Character Calculation

Arguably the most important step in the OCR, the system next needs to derive the data it’s going to store in the database.

Character Segmentation

First, the character is broken up into 16 pieces, These pieces are not pixel based, but percentage based to keep it scalable among multiple font sizes, as fonts carry the same proportions when scaling up/down.

First, the letter is horizontally broken up into top and bottom sections. Then, each of those two sections are broken up vertically into another two sections. The remaining sections are broken up into diagonal sections, with their diagonals angling towards the center of the character.

A visual of what the sections look like and their index of the value array (Which will be used later) can be found here:

After that process has occurred, the second sectioning process starts. This one is more simple, in that it first horizontally separates it into thirds, then those sections into vertical thirds.

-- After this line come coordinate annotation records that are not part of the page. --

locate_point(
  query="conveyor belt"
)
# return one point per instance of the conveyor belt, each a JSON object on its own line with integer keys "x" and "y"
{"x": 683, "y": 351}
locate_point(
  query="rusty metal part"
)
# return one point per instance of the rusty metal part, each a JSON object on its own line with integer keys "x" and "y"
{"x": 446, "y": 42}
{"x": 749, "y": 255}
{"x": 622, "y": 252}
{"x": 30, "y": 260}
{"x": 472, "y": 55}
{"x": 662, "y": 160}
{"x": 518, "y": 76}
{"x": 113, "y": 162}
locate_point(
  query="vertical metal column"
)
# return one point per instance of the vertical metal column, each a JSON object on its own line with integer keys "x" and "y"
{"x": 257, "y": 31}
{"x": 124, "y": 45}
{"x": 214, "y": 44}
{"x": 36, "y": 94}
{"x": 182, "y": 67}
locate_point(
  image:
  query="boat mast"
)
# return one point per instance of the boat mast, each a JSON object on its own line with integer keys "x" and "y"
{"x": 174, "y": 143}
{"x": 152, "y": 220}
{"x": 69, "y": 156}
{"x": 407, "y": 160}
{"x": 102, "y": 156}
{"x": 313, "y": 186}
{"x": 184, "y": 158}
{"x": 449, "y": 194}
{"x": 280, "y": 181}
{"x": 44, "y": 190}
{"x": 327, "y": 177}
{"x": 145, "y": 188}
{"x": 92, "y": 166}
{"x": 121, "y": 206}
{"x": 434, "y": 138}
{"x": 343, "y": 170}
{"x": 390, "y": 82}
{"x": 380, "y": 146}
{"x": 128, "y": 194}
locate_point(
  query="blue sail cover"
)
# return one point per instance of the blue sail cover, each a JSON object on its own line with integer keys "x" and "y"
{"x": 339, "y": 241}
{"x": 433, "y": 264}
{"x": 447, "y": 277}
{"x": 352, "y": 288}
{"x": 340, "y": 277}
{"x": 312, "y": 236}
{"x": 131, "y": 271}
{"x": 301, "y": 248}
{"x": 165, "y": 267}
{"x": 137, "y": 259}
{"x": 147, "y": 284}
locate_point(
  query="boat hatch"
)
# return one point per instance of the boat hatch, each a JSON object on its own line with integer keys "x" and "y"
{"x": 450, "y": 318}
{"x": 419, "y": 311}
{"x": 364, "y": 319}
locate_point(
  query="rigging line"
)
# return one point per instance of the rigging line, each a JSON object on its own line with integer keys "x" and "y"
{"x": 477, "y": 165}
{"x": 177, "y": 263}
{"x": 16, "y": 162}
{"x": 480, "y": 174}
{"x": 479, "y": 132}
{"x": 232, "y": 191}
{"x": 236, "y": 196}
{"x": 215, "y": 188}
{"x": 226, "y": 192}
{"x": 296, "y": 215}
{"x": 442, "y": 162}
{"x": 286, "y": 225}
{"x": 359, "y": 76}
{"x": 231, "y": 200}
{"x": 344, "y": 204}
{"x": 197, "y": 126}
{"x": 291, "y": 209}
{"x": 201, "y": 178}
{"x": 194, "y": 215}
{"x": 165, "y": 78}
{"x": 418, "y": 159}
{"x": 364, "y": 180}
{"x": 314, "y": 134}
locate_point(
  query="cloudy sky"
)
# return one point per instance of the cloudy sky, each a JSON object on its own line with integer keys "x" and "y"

The sections and their indices look like the following:

Applying The Sections

After the sections and their indices have been established, the OCR gets the percentage the pixels are black (Rather than white, as it's effectively binary image). Applied to the generated sections, this is what the values for sections of the letter E would look like (Depending on the size, these values may vary):

With the indices applied, the value array would be:

[0.86, 0.51, 0.46, 0.48, 0.46, 0.67, 0.43, 0.09, 0.77, 0.37, 0.37, 0.77, 0.36, 0.36, 0.77, 0.37, 0.37]

Storing The Data

After the data is calculated for each character, the 16 data points are separately averaged with all other characters, and then the resulting points are stored in the database.

Font Sizes

If the option is enabled, font sizes may be stored in the database as well to detect the size of the scanned font during scanning. When a character is iterated over during training, the current line’s font size is divided by the height of the character. All of each character’s results of this are averaged and the single number per character us stored in the database. This way, it can be multiplied by the scanned character’s height and the result will be the font size.